I had a rush of good hands that held up, so many in fact that I felt like I needed to show some of them because it was improbable to get that many. Doing that also allowed me to raise aggressively with not so good hands from position, and push people off maybe better hands. The large chip stack I accumulated didn’t hurt either.

I went to the break with 5,500 chips. With the 1,000 break add-on and 1,000 for the spend card, I started level 4 with a very healthy 7,500.

The flush of early success possibly contributed to some recklessness as another table was broken up and an new player with 6,500 chips took the seat on my left. With A 9 spades in the cutoff and two limpers I raised 4 x BB plus the calls – a sizable, and I hoped scary, bet for most people to call. The new player to my left called and everyone else folded. The flop came 3 3 9 two spades, no danger there, I had top pair, top kicker and a draw to the nut flush, with only a possible overpair to worry about (quad threes being too remote to factor in). I put in a 1/3 pot continuation bet figuring it would most likely be called if he had an overpair to the board, or, had been playing a similar hand to mine and paired the 9.

He called and the turn was an eight, no flush. I checked and he bet out 1,100, about 1/4 of the pot and almost half his remaining chips. I figured him for pocket tens or jacks, and so I was behind, but had the right odds to call and chase my flush draw. I called and the river was an ace. Very nice. I figured if I bet the river, he may well put me on an ace and fold, but if I checked, he would most likely bet, either thinking he was ahead or bluffing to represent the ace.

I checked and he pushed in his last 1,500. I thought for a while, and observed him to see if I could get a read.

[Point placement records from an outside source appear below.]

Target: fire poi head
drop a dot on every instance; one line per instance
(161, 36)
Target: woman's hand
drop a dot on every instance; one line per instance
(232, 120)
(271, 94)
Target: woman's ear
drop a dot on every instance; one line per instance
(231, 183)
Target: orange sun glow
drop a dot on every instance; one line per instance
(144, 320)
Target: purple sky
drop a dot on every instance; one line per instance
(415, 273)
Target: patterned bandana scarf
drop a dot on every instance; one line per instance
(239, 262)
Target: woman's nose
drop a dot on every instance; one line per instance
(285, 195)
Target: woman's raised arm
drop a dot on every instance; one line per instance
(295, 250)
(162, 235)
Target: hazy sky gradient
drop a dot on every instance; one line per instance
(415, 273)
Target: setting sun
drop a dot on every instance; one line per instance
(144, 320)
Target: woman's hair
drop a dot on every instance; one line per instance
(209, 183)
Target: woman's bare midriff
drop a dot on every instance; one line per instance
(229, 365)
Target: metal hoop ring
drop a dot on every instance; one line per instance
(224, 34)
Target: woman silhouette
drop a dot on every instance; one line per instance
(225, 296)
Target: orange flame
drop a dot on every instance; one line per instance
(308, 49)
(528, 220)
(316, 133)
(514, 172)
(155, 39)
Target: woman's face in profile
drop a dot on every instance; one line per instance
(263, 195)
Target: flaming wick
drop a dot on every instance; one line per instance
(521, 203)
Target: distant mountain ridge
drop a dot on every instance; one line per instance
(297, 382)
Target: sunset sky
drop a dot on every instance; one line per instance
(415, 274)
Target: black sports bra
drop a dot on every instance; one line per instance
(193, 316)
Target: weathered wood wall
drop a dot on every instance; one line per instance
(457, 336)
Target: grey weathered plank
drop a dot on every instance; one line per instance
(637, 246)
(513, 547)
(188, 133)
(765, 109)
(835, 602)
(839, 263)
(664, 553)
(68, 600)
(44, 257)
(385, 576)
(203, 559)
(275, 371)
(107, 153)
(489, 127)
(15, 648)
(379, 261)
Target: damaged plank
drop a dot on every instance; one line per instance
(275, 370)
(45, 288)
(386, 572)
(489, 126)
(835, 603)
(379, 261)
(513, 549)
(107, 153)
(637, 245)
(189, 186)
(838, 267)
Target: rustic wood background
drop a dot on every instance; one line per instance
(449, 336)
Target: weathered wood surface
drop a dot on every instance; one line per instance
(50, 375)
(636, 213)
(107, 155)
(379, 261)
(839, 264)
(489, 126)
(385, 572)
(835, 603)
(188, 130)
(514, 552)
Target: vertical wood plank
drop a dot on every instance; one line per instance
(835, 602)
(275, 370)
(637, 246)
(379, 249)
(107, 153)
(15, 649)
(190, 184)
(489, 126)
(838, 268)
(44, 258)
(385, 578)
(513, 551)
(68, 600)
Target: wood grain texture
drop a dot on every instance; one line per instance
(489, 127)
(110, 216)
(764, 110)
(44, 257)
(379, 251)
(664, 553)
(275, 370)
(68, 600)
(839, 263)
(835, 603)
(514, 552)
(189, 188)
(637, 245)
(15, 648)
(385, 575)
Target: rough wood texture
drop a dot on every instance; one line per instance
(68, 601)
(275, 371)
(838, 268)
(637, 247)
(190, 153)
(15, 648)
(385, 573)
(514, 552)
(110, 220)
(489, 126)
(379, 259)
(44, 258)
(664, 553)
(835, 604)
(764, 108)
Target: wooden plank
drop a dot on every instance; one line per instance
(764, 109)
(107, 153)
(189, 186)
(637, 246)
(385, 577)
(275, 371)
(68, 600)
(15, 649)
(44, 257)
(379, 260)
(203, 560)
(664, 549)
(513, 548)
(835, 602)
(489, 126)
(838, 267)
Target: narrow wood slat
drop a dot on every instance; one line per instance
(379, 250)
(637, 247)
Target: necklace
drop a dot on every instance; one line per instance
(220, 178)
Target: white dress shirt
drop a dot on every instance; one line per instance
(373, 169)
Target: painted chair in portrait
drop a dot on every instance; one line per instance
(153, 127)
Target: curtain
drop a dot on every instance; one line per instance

Even though I was pretty sure I was ahead, you never know. He looked impatient, and also was showing some aggression – the type of tell I would put down to trying to ‘strong is weak’. My opinion that I was ahead to his pocket pair was further enhanced by what I read as a possible stone cold bluff.

I had him covered by 1,100 and I called.

He proudly turned over 9 3, and had flopped the nuts.

‘Wow, nice hand’ I managed. Because of course, everyone should nearly pot commit themselves pre flop with 9 3. That sure is solid play. Well, you were too good for me mate, I certainly didn’t see it coming. A guy to my right piped up with ‘yeah, I put you on trip 3’s at least’. Oh, really genius? Trip threes at least? So what did you think he was calling that pre flop raise with, 3 what exactly? Obviously that guy was in the same league as the 9 3 guy, both players of skill and subtly well beyond my meager comprehension.

On a side note, I believe the tell he gave off was an excellent example of a deliberate reverse tell. Which will work exactly once.

My fortune didn’t improve much after that. With the blinds at 200/400 I pushed all in with J 10. The three callers was good, but the flop wasn’t and that was me done for the night.

I am now forming the opinion that MTS works best when:

– there are lots of lose, bad players

– stack size is at least 20 x BB

– situations where bad beats and draw outs are more likely

And tight aggressive play, with calculated bluffing works best when:

– there are better players involved

– blinds are higher

– after a rush when the table is intimidated

Since both situations can be often seen in the same tournament, the ability to switch instantly from one to the other should be an optimal strategy.